Boosters and donations. Barron has been heavily committed to garnering more alumni donations and gifts. In an interview in February with the FSView, Barron stated that he is determined to raise copious amounts of money for FSU programs. “I want to beat all the records,” Barron said. “I’m not competitive, though, but I do want to beat all the records,” Barron said. 62 universities right now have billion-dollar endowments; it’s time to be in that company. That can have a tremendous impact on our programs.” FSU’s budget deficit sparks the question about whether FSU will have to rely more heavily on controversial controlled donations, such as the recent Koch Charitable Foundation donation where the donor arguably has some say on how the money is used, down to deciding which professors can teach and eliminating those who do not meet the donor’s standards.
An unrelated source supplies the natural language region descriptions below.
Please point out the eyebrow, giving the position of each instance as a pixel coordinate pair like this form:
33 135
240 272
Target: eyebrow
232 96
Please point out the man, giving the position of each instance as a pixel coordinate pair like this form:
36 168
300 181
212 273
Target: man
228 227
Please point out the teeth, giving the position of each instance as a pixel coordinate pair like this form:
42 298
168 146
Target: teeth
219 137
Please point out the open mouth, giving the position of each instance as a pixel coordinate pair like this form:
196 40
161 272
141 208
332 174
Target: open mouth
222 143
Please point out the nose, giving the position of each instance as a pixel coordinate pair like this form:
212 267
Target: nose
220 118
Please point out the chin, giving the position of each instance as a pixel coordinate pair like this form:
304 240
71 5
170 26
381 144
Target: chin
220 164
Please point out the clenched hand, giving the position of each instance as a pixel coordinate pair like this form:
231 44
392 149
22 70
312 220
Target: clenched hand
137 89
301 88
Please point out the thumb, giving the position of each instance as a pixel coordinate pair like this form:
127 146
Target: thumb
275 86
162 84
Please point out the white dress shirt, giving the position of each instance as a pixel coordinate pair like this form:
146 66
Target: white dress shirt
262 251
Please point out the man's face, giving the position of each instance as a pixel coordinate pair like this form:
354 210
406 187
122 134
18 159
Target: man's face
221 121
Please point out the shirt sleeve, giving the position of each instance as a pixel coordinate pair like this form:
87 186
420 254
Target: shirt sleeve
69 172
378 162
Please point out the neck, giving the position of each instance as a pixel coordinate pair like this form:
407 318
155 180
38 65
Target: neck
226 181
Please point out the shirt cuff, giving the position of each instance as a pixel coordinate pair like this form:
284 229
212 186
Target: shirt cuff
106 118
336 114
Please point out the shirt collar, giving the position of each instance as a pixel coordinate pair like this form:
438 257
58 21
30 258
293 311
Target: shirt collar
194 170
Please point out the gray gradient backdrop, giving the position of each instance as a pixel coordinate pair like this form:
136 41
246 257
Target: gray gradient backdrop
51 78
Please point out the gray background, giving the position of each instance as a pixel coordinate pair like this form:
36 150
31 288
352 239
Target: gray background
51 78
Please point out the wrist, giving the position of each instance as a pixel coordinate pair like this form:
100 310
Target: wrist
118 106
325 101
For students, the raise in tuition and losses in Bright Futures scholarships has not been received well. Reed Schlesinger, a senior from Boca Raton, said that, in order to stay financially stable, he would have to pick up

more hours at the law firm where he works. “I feel that is going to hurt a lot of students who can’t afford their education, because they will have to obtain jobs, which will give them less time to study for their classes,” said Schlesinger. The strain is even harder on out-of-state students. On top of paying full tuition without a Bright Futures scholarship, they face an additional 8 percent increase in tuition price on top of the mandatory 8 percent raise. Logan Rees is an out-ofstate senior majoring in film. He said that he feels that it is unfair for him to have to pay so much when the film school can’t afford to provide him with enough equipment to make a movie. “I feel like I’m getting cheated, because I am paying so much more than everyone, but then I’m not getting everything I need to make my movie,” Rees said. With a large number of majors being cut, offices giving up phones to lessen the budget and advising for majors being cut or merged, students have been feeling like their education is being compromised and is not complete.